Knickerbocker's History of New York, Complete eBook

This eBook from the Gutenberg Project consists of approximately 356 pages of information about Knickerbocker's History of New York, Complete.

As soon as the burgomasters could recover from their confusion, and had time to breathe, they called a public meeting, where they related at full length, and with appropriate coloring and exaggeration, the despotic and vindictive deportment of the governor, declaring that, for their own parts, they did not value a straw the being kicked, cuffed, and mauled by the timber toe of his excellency, but that they felt for the dignity of the sovereign people, thus rudely insulted by the outrage committed on the seat of honor of their representatives.  The latter part of the harangue came home at once to that delicacy of feeling and jealous pride of character vested in all true mobs; who, though they may bear injuries without a murmur, yet are marvelously jealous of their sovereign dignity; and there is no knowing to what act of resentment they might have been provoked, had they not been somewhat more afright of their sturdy old governor than they were of St.
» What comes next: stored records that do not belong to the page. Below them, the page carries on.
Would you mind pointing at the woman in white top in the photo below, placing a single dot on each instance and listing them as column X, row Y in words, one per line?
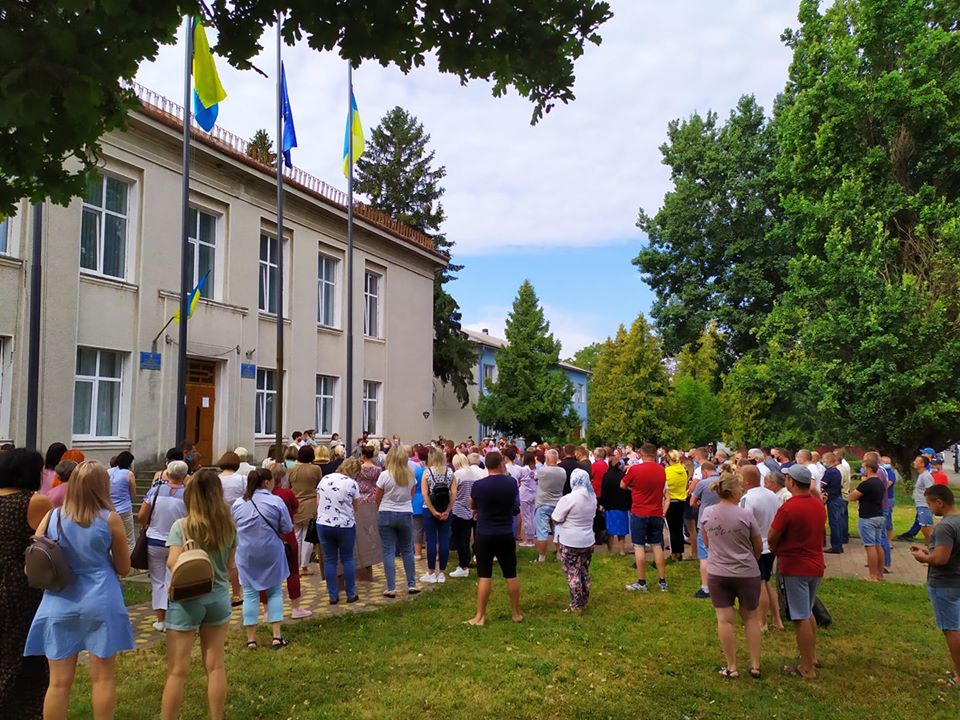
column 338, row 497
column 394, row 495
column 162, row 506
column 573, row 517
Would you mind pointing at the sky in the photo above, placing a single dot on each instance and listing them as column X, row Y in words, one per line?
column 556, row 202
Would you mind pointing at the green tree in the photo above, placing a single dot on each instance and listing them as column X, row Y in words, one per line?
column 586, row 357
column 531, row 397
column 398, row 174
column 63, row 63
column 260, row 148
column 629, row 390
column 708, row 257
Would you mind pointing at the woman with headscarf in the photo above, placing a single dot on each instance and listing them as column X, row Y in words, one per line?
column 573, row 518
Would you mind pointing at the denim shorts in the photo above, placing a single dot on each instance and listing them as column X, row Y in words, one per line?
column 946, row 607
column 541, row 517
column 646, row 530
column 872, row 530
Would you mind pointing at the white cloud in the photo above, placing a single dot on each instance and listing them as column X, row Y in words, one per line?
column 579, row 176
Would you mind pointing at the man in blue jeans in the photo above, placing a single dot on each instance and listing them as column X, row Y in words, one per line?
column 831, row 485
Nicholas, the English, or the d——­l himself.

CHAPTER XI.

There is something exceedingly sublime and melancholy in the spectacle which the present crisis of our history presents.  An illustrious and venerable little city—­the metropolis of a vast extent of uninhabited country—­garrisoned by a doughty host of orators, chairmen, committee-men, burgomasters, schepens, and old women—­governed by a determined and strong-headed warrior, and fortified by mud batteries, palisadoes, and resolutions—­blockaded by sea, beleaguered by land, and threatened with direful desolation from without; while its very vitals are torn with internal faction and commotion!  Never did historic pen record a page of more complicated distress, unless it be the strife that distracted the Israelites during the siege of Jerusalem, where discordant parties were cutting each other’s throats at the moment when the victorious legions of Titus had toppled down their bulwarks, and were carrying fire and sword into the very sanctum sanctorum of the temple!

Governor Stuyvesant having triumphantly put his grand council to the rout, and delivered himself from a multitude of impertinent advisers, despatched a categorical reply to the commanders of the invading squadron, wherein he asserted the right and title of their High Mightinesses the Lords States General to the province of New Netherlands, and trusting in the righteousness of his cause, set the whole British nation at defiance!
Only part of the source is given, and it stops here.